The discussion of current practice is balanced by an analysis of key trends in the scholarly use of information technology. These include the trends toward end-user computing and connectivity, which provide a framework for forecasting the use of electronic texts through this millennium. The presentation concludes with a summary of the ways in which the nonscientific scholarly community can be expected to use electronic texts, and the implications of that use for information providers.

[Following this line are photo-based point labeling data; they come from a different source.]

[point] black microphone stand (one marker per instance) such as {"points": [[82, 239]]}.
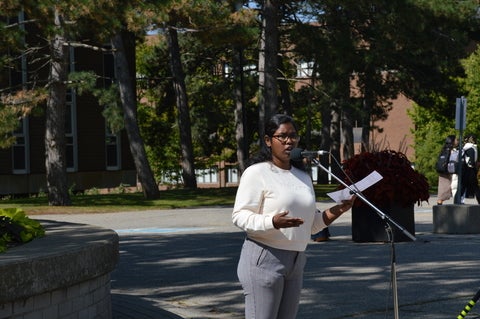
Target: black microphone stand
{"points": [[388, 221]]}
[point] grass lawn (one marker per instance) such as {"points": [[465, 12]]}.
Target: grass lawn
{"points": [[175, 198]]}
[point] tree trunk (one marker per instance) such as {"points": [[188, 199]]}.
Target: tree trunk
{"points": [[267, 64], [188, 168], [127, 94], [55, 144], [326, 143], [240, 118], [335, 136], [347, 134]]}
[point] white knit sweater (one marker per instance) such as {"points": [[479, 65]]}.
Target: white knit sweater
{"points": [[266, 190]]}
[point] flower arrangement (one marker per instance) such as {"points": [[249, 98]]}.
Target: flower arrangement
{"points": [[401, 184]]}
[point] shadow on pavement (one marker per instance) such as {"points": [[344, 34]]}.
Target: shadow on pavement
{"points": [[195, 274]]}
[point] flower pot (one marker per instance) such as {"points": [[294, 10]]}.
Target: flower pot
{"points": [[367, 226]]}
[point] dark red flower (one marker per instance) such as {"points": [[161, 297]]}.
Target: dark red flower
{"points": [[401, 184]]}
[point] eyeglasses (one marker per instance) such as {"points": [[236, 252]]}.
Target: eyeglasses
{"points": [[283, 138]]}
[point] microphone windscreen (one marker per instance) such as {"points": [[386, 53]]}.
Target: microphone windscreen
{"points": [[296, 154]]}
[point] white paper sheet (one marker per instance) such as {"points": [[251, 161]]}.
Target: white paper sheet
{"points": [[365, 183]]}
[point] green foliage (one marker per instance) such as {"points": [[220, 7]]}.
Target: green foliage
{"points": [[429, 134], [86, 82], [472, 86], [16, 227]]}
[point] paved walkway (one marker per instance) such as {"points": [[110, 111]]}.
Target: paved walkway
{"points": [[182, 264]]}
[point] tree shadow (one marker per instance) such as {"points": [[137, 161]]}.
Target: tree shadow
{"points": [[196, 274]]}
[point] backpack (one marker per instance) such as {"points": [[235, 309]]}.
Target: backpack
{"points": [[452, 166], [442, 161]]}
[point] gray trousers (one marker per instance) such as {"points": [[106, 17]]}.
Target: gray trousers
{"points": [[271, 279]]}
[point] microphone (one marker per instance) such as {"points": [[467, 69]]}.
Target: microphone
{"points": [[297, 154]]}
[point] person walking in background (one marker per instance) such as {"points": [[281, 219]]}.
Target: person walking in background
{"points": [[275, 206], [469, 181], [444, 177]]}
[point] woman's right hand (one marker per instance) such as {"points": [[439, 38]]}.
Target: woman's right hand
{"points": [[283, 221]]}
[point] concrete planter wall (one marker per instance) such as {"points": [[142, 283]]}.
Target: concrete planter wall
{"points": [[65, 274], [456, 219]]}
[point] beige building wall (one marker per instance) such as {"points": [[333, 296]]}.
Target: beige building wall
{"points": [[397, 129]]}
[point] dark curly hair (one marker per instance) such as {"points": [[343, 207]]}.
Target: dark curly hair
{"points": [[265, 153]]}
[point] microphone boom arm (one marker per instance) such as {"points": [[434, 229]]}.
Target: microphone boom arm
{"points": [[382, 215]]}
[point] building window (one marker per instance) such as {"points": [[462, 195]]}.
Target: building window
{"points": [[305, 70], [112, 145], [20, 150], [208, 175], [71, 152], [18, 79], [112, 140]]}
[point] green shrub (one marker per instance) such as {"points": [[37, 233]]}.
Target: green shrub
{"points": [[16, 228]]}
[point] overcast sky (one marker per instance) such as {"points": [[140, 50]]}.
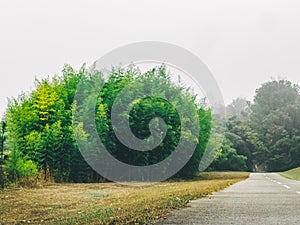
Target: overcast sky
{"points": [[244, 43]]}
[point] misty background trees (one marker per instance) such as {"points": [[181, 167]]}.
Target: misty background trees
{"points": [[266, 131]]}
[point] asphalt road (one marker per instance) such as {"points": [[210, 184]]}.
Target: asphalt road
{"points": [[261, 199]]}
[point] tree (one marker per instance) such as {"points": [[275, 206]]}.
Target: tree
{"points": [[276, 119], [2, 157]]}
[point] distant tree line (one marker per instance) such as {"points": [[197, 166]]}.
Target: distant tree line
{"points": [[264, 135]]}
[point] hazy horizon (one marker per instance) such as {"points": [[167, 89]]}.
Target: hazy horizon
{"points": [[244, 43]]}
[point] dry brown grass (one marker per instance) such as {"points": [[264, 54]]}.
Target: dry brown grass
{"points": [[106, 203]]}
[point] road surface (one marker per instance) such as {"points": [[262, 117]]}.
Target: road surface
{"points": [[262, 199]]}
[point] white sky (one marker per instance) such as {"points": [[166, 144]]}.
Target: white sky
{"points": [[244, 43]]}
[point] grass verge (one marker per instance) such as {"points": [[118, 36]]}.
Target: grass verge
{"points": [[293, 174], [107, 203]]}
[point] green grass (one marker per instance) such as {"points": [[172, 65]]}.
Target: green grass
{"points": [[293, 174], [107, 203]]}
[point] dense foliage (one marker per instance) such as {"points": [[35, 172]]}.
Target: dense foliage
{"points": [[40, 125], [266, 132]]}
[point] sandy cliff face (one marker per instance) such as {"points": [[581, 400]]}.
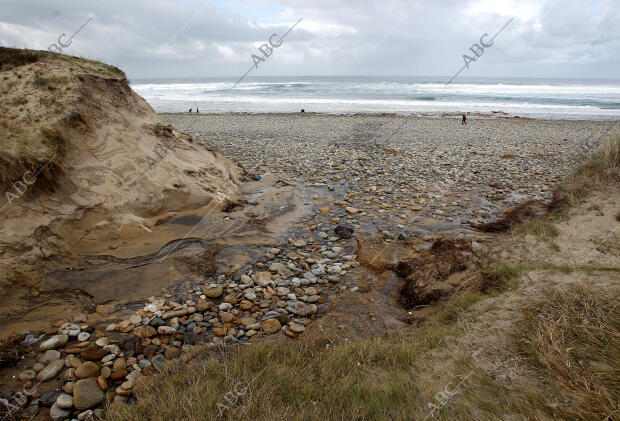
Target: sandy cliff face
{"points": [[82, 155]]}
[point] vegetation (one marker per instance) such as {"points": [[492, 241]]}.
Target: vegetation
{"points": [[602, 167], [572, 338]]}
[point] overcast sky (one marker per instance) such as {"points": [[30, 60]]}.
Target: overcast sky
{"points": [[202, 38]]}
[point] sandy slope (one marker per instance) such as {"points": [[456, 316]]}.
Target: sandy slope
{"points": [[83, 155]]}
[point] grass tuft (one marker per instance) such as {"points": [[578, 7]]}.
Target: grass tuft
{"points": [[572, 338]]}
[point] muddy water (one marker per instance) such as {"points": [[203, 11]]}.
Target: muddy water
{"points": [[128, 270]]}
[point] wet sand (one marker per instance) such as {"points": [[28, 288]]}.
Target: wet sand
{"points": [[399, 177]]}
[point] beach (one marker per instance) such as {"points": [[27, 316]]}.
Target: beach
{"points": [[397, 171]]}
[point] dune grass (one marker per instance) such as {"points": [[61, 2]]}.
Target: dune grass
{"points": [[602, 167], [572, 338]]}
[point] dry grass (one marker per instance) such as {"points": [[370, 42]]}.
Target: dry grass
{"points": [[572, 337], [602, 167], [369, 379], [540, 228]]}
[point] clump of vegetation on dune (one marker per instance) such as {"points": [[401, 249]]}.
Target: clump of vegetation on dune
{"points": [[602, 167]]}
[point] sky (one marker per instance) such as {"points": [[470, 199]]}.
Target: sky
{"points": [[217, 38]]}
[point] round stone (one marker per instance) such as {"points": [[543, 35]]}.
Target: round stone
{"points": [[271, 326], [83, 336], [64, 401]]}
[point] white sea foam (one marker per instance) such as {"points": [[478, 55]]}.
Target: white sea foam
{"points": [[536, 98]]}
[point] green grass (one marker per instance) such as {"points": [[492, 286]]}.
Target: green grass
{"points": [[572, 338], [456, 308], [541, 228]]}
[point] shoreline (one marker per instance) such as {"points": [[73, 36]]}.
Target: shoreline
{"points": [[448, 115]]}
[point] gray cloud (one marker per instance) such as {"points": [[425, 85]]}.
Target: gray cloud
{"points": [[168, 38]]}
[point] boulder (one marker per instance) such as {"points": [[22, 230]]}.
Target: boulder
{"points": [[86, 394]]}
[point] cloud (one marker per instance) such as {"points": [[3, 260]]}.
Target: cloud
{"points": [[196, 38]]}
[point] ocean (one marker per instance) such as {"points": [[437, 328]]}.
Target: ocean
{"points": [[526, 97]]}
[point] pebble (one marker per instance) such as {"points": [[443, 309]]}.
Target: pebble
{"points": [[64, 401], [87, 394], [270, 326], [54, 342], [49, 356], [50, 371]]}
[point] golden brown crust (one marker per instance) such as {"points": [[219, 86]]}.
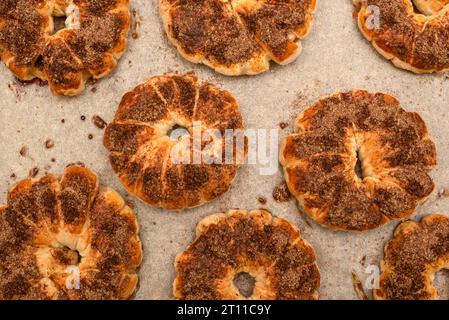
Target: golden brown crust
{"points": [[430, 7], [411, 40], [392, 145], [412, 257], [142, 153], [51, 225], [240, 36], [89, 46], [268, 248]]}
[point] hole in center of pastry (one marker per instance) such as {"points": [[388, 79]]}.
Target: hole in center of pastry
{"points": [[358, 167], [177, 131], [59, 23], [245, 283], [441, 283]]}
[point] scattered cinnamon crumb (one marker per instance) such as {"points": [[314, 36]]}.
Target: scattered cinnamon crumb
{"points": [[78, 163], [135, 25], [99, 122], [33, 172], [49, 143], [24, 151], [304, 217], [358, 287], [281, 193]]}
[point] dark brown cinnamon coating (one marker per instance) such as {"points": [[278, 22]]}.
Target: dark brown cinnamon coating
{"points": [[52, 224], [415, 254], [268, 247], [393, 148]]}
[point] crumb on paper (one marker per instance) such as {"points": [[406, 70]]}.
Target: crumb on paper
{"points": [[99, 122], [49, 143], [33, 172]]}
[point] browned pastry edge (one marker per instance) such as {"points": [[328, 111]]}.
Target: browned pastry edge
{"points": [[268, 248], [412, 41], [237, 37], [394, 149], [88, 48], [141, 150], [52, 230], [416, 252]]}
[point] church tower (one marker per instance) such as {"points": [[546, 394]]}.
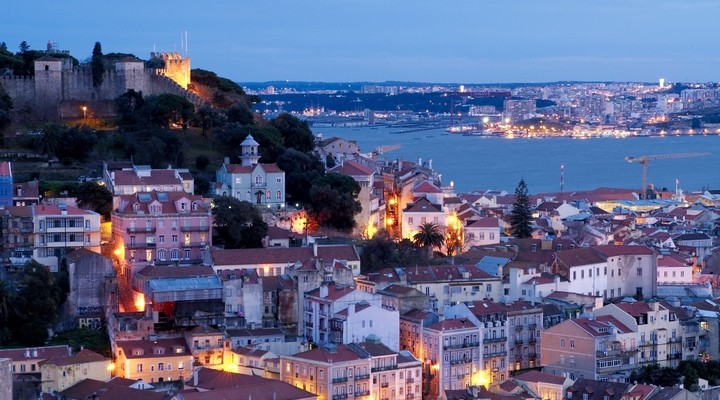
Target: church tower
{"points": [[249, 154]]}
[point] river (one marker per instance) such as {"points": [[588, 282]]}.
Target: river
{"points": [[480, 163]]}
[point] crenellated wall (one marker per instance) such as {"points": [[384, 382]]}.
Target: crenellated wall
{"points": [[60, 89]]}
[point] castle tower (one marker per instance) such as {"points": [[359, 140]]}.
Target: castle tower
{"points": [[249, 154], [48, 83]]}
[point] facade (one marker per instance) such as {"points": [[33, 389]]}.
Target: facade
{"points": [[160, 228], [127, 179], [59, 373], [251, 181], [59, 229], [153, 361], [323, 303], [359, 370], [599, 348]]}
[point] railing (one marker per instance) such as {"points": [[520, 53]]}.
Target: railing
{"points": [[194, 228], [146, 229], [385, 368]]}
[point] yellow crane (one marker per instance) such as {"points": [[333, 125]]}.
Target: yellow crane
{"points": [[644, 160]]}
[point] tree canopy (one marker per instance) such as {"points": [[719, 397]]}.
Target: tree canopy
{"points": [[521, 214], [239, 224]]}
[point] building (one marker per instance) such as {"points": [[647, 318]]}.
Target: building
{"points": [[124, 178], [59, 373], [599, 348], [154, 359], [251, 181], [160, 228], [359, 370], [59, 229]]}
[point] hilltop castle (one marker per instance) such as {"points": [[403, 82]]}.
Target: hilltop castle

Susan VECCIA and Joanne FREEMAN Electronic Archives for the Public: Use of American Memory in Public and School Libraries
This joint discussion focuses on nonscholarly applications of electronic library materials, specifically addressing use of the Library of Congress American Memory (AM) program in a small number of public and school libraries throughout the United States. AM consists of selected Library of Congress primary archival materials, stored on optical media (CD-ROM/videodisc), and presented with little or no editing. Many collections are accompanied by electronic introductions and user's guides offering background information and historical context. Collections represent a variety of formats including photographs, graphic arts, motion pictures, recorded sound, music, broadsides and manuscripts, books, and pamphlets.